Espelhos (parte 3 - final)

– Você jamais sairá daqui!

Apesar de aterrorizado, levantei-me e corri em direção à porta, mas ela bateu contra mim e eu caí novamente.

Ao chão, eu chorava desesperado. Foi quando olhei diretamente para o rosto de Tito; não era o mesmo do espelho. Ele estava paralisado, como se estivesse em transe. A voz do demônio ecoava em minha cabeça, mas eu não conseguia entender o que dizia. Pareciam maldições, proferidas em línguas que eu desconhecia.

Mais uma vez levantei. Corri ao encontro do meu colega, segurei em seus ombros e, sacudindo-o, tentei acordá-lo.

– Não vê que é inútil?! – Contrapôs o demônio com risadas macabras – Ele é meu.

– É o que vamos ver! – Retruquei.

Com uma coragem que eu não tinha, em segundos, agarrei o espelho e o estilhacei sobre Tito. Ele desabou no chão, ferido pelos cacos.

– Onde ele está? – Despertou atordoado.

– Quebrei o espelho; o demônio se foi agora.
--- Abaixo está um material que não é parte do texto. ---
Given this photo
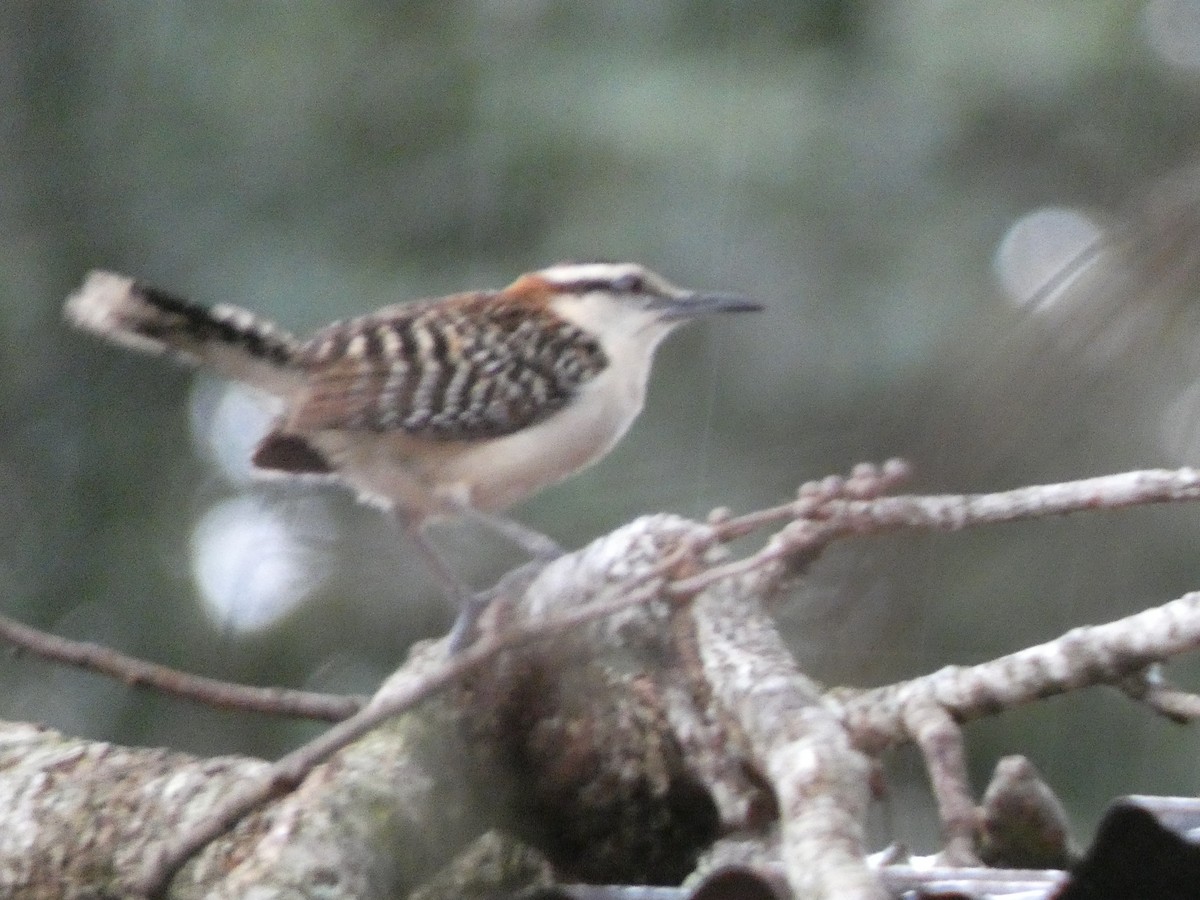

– Não, não foi. – Afirmou com um receio aparente.

Foi então que me dei conta de que as trevas permaneciam. Havia um facho luminoso vindo do corredor. Ajudei meu amigo a se levantar e, de pé, num breve relato, ele me explicou o que estava acontecendo.

Quando Tito tinha cinco anos, estava brincado próximo ao velho poço. Num descuido de seus pais, ele acabou subindo sobre as bordas. Foi quando o viu pela primeira vez, o demônio, refletido em sua imagem no fundo daquele buraco, com o mesmo sorriso medonho e a mesma voz de perdição, chamando ao seu encontro. Tito caiu na água.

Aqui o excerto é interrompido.